The Hand: UTG+1, I raise to $15 PF with AT-clubs. Four callers, including Villain in the BB.

Flop is 4-A-4, rainbow. Villain checks. I bet $45. Everyone folds to Villain, who just calls.

Turn is 4-A-4-2, two spades. Villain bets $100, and he’s shaking horribly. I openly called attention to his shaking by saying “The Shake-O-Meter is pretty high. That really scares me.” Some laughs at the table. Villain looks kind of scared. Then I call.

River is 4-A-4-2-2. Villain bets $200, and he’s shaking even more as he struggles to push forward two stacks of red without causing a minor earthquake. He has $405 left. I say “Wow” when he is done, to point out that I am very aware of how badly he is shaking and aware of his strength. Then I calmly push.

Villain thinks about folding for a long time, then calls and shows J4-hearts. I muck and go home.

Analysis: I was attempting to use his tell against him, but my play failed miserably. I was trying to tell him, “I know how strong you think your hand is, but I am still pushing in the face of such an obvious tell.
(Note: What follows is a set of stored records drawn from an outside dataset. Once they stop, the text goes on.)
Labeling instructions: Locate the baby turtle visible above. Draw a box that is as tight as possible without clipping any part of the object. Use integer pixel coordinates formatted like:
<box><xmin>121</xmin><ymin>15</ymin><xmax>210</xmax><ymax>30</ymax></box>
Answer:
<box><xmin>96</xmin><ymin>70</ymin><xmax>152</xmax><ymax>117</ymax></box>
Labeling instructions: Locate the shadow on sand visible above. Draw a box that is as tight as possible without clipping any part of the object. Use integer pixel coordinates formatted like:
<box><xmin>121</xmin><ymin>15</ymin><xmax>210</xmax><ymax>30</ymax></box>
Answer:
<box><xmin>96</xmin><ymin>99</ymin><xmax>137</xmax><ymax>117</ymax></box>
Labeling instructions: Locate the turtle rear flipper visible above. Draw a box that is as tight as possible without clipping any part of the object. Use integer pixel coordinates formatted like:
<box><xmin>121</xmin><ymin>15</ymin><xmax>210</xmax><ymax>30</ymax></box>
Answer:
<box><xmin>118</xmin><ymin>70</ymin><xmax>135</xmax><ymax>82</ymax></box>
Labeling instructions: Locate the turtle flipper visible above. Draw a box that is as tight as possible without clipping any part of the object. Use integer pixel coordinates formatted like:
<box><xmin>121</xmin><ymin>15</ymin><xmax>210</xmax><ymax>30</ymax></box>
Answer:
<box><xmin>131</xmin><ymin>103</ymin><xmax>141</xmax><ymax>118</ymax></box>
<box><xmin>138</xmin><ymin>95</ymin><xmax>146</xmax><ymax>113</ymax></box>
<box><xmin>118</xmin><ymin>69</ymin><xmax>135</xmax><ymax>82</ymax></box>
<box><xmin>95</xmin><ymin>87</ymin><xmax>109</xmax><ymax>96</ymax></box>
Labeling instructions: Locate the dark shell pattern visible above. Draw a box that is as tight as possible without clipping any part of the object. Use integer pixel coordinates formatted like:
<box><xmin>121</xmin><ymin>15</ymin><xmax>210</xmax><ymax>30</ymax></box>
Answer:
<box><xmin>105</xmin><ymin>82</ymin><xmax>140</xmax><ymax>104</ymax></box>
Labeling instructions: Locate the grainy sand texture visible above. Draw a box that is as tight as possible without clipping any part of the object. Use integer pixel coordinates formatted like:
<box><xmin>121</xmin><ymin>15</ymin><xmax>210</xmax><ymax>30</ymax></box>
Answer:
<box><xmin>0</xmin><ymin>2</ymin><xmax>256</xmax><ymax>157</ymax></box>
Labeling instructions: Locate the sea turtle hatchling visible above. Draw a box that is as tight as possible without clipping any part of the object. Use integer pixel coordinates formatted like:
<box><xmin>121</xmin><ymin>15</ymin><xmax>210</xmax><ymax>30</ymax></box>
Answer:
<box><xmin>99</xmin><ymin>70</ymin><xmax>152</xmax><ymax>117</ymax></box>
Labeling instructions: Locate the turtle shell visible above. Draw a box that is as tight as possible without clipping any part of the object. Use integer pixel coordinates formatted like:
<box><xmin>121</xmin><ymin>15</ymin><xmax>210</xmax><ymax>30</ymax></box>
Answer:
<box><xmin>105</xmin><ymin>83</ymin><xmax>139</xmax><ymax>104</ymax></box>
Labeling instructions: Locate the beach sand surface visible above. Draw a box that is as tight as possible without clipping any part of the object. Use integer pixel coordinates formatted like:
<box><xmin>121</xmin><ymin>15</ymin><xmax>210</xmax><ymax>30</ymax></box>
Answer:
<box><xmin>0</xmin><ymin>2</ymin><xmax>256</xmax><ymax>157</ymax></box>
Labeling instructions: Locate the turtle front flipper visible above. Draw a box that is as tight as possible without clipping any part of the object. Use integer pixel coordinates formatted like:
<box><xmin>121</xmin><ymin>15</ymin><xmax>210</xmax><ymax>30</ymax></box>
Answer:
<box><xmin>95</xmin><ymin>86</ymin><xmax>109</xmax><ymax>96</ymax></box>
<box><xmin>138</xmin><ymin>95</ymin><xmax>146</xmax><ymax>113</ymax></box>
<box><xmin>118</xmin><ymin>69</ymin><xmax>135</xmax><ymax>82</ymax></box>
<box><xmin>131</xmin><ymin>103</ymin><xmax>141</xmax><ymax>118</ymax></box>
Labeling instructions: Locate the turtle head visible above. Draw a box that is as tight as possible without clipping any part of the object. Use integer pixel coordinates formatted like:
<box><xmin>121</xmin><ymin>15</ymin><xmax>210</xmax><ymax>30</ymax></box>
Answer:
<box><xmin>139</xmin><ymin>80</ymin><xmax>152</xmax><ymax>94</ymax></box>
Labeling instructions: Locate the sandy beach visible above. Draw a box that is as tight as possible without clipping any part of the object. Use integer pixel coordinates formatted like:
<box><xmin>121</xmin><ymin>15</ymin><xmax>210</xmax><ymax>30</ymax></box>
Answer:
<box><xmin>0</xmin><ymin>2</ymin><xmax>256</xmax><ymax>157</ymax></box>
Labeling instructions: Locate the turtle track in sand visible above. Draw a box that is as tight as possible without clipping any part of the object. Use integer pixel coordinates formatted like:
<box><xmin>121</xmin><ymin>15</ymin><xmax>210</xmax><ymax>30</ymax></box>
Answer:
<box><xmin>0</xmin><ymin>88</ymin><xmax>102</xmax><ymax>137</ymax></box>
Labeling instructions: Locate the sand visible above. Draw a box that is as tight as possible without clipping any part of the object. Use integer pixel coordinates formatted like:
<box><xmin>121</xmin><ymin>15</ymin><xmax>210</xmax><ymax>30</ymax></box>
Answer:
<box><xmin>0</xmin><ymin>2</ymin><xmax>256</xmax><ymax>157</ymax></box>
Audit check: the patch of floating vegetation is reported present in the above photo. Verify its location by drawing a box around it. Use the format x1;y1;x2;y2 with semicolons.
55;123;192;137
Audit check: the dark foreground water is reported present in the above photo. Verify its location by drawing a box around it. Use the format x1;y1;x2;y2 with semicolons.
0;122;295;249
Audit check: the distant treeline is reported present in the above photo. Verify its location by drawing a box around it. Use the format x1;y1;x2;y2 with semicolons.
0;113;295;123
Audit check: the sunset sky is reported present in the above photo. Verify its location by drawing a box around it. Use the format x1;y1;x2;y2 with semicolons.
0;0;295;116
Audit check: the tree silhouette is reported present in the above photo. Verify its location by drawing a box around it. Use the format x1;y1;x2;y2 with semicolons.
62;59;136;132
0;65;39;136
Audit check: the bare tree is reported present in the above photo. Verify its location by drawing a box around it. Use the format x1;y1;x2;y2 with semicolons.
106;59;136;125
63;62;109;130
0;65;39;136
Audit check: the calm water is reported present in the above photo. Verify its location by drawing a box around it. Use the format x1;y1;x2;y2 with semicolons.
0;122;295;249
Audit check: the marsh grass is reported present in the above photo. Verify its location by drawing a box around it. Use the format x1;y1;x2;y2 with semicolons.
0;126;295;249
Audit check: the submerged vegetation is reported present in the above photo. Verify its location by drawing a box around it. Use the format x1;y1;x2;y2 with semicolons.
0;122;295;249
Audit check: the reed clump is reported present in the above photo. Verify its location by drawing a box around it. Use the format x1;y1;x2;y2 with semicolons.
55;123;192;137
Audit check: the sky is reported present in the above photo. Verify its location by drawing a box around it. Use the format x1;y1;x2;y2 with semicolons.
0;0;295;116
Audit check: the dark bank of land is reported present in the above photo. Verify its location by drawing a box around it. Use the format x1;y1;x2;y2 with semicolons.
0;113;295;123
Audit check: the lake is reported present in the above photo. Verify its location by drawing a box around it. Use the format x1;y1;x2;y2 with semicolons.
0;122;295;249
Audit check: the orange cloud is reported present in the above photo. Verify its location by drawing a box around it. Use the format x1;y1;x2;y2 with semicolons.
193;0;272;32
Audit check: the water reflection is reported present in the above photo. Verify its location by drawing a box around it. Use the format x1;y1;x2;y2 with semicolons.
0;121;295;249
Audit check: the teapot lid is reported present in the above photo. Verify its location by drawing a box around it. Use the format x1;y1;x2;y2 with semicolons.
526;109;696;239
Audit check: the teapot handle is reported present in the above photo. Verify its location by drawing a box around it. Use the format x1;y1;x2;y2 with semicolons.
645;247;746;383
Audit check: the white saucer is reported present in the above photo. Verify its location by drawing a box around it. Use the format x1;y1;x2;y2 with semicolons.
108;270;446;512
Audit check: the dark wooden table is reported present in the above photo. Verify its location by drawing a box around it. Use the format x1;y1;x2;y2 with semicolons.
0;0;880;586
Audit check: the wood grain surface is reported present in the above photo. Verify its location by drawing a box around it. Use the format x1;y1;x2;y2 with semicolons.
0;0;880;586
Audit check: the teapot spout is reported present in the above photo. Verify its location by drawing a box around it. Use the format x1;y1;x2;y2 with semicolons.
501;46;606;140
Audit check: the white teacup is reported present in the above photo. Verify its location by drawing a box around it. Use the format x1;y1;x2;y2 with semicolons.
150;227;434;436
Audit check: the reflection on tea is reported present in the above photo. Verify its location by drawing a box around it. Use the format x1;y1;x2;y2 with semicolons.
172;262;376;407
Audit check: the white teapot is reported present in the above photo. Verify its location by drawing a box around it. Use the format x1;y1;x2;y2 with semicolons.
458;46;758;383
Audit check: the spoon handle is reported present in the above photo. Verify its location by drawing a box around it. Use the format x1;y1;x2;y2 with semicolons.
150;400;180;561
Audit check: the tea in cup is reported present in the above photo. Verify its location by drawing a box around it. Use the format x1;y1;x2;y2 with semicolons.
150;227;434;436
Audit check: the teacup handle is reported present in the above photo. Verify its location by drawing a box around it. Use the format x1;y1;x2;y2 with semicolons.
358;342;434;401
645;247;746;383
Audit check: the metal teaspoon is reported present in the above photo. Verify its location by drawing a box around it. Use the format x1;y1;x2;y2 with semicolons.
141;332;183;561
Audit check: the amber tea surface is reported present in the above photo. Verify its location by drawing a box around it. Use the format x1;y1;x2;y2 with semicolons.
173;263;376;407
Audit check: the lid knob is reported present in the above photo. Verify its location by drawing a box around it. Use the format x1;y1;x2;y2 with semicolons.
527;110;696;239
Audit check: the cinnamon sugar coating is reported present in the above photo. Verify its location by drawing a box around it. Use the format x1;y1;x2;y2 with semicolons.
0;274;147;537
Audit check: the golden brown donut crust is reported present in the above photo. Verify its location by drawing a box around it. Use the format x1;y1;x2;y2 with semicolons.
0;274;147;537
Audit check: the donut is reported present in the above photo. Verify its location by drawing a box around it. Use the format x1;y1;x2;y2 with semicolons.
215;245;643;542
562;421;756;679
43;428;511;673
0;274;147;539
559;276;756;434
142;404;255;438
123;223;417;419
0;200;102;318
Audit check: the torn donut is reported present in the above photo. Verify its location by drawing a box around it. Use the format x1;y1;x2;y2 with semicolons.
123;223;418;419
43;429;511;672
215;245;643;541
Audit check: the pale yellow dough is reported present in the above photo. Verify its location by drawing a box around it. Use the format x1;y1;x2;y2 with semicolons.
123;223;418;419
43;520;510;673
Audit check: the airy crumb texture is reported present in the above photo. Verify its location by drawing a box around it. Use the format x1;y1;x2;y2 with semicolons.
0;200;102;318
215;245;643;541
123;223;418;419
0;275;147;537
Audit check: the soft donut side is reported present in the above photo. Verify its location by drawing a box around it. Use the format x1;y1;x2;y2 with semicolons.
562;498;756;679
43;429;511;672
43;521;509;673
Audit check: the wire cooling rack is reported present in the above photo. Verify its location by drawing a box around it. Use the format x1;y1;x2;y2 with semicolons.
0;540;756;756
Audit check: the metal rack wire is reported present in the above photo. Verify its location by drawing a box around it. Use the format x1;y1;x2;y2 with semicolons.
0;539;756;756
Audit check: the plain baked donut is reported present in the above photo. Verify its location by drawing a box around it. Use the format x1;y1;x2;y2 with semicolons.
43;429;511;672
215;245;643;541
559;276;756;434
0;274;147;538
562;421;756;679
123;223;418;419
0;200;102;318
I have you beat.” Maybe I should have been more blunt and just said, “I know you have a four, but you should still fold and save your chips. I’m all in.”

His pause after my push on the river meant that he at least gave serious consideration to the fact that I could have AA, or maybe A4. I played this hand exactly as I would with AA – just calling his strong bet on the turn, and then pushing on the river even though it was almost 100% obvious he had a four.

(As a side note, I could not figure out his other card during the hand. I really didn’t think he had A4, so that left something like 54 or maybe 64. So, his actual hand of J4 was very unexpected and out of character with his prior play, but also completely irrelevant.)

What I learned from this hand: Don’t try a big bluff against a mediocre player that is incapable of folding in this situation. Be less likely to bluff against someone that has had a really good night and 75% of his stack came from other players. Don’t bluff K-State donkeys.